It’s striking, the large number of brave women who are leading the protests against Iran’s violent and vicious theocratic regime. It’s likewise notable that young women lead the Ukrainian organization just awarded the Nobel Peace Prize. Arguably less noticed yet equally important: Across Europe, it’s women who are transcending political and geographic boundaries to call for an end to Russia’s brutal aggression.

Here are five names Americans should know.

Annalena Baerbock is Germany’s (first female) foreign minister. The Greens, her party, have evolved from a pacifistic, anti-American faction to a pragmatic, responsible voice in European security. Baerbock herself has gone through a radical transformation.

When Russia invaded in late February, she opposed German military assistance to Ukraine — as a matter of principle, Germany has opposed such aid to conflict regions.

That was then. Now Baerbock leads the charge to supply Ukrainians with the means of self-defense. She has been calling for heavier weapons since early spring. She stands as the first prominent German politician to admit Germany has been flat-out wrong on Russia.

Unthinkable a few months ago (and still for many German elites today), Baerbock says: “We will achieve security only without, not with, Vladimir Putin’s Russia.” She’s been so steadfast, the Russians have run disinformation campaigns against her. To no avail: Baerbock’s popularity in Germany — and Ukraine — is on the rise.

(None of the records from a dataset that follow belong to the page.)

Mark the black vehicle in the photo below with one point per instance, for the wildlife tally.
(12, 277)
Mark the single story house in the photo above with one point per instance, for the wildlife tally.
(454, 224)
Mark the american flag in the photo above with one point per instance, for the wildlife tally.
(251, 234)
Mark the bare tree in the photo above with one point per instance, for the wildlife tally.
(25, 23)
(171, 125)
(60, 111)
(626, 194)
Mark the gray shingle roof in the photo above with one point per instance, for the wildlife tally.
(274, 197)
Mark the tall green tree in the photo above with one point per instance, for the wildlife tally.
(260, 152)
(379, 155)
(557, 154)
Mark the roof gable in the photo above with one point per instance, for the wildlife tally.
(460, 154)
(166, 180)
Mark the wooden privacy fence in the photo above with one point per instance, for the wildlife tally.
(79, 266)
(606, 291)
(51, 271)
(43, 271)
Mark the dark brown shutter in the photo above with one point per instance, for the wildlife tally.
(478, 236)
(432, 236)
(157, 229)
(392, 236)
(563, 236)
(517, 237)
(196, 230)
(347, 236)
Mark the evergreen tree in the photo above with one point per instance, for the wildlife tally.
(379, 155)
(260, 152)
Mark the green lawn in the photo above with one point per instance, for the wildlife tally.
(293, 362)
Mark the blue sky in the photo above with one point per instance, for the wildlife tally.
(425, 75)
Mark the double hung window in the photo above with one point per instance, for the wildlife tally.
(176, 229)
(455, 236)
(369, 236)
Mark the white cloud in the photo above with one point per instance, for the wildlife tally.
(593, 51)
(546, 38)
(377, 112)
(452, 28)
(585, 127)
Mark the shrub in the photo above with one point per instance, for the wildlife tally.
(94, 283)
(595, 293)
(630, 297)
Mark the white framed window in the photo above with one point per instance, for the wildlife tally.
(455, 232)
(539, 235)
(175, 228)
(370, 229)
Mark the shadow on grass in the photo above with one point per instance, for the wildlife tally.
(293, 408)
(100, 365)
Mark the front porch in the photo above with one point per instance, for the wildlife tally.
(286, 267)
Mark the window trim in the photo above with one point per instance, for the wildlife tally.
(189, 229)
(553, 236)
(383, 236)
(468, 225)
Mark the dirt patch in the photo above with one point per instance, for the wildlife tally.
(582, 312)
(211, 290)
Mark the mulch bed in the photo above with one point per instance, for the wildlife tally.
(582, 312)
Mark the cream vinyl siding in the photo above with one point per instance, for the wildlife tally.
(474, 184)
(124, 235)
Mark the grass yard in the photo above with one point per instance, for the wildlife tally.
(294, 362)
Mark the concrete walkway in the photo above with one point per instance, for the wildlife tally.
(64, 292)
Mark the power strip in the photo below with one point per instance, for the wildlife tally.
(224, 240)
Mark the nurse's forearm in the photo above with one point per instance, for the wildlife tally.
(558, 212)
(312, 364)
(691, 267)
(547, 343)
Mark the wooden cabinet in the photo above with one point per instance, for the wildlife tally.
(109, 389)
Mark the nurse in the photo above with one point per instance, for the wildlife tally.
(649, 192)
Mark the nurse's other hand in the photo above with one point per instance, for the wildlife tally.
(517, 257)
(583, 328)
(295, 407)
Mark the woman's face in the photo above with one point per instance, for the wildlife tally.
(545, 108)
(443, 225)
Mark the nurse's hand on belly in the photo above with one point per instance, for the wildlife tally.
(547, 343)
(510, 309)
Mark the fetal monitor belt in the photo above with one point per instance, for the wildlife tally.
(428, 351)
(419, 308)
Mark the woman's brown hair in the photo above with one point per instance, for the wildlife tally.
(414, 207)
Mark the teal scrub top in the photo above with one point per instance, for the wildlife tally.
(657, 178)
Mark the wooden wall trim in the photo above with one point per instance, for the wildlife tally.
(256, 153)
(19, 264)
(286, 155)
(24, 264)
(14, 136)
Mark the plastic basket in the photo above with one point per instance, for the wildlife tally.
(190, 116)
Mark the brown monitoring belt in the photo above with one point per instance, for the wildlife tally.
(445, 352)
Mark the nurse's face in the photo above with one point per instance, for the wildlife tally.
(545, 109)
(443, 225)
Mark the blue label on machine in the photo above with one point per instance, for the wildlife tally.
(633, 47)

Finnish Prime Minister Sanna Marin got attention recently when asked about President Joe Biden’s comments about finding Putin an “off-ramp” to end the war. Her reply was to the point: “The way out of the conflict is for Russia to leave Ukraine.” The line would have likely earned her a standing ovation in the Finnish parliament.

Until this year, Finland was viewed as a mostly dovish, neutral member of the European Union. Since the Russian invasion, Finns have been racing to NATO’s door. They have an 830-mile border with Russia and bitter experience with the Soviet Union. The prospect of new Russian imperialism has focused the mind in Helsinki.

Marin is the youngest-ever Finnish PM (taking office at 34), a Social Democrat brought up by two women (in a “rainbow family,” as she puts it). She was the first in her family to graduate from college. She worked her way through school as a cashier in a bakery. Today, she is Thatcherite steel.

Estonian Prime Minister Kaja Kallas didn’t need schooling about the Russian threat. On Feb. 19, five days before the invasion, Kallas explained how Putin plays: He demands, she said, the maximum for something that was never his, threatens with ultimatums and escalates when he doesn’t get his way.

Kallas, a lawyer by training, represents a center-right party. The Soviets deported her mother (at 6 months old) and grandmother to Siberia. Under her leadership, Estonia is per capita the biggest contributor of military assistance to Ukraine.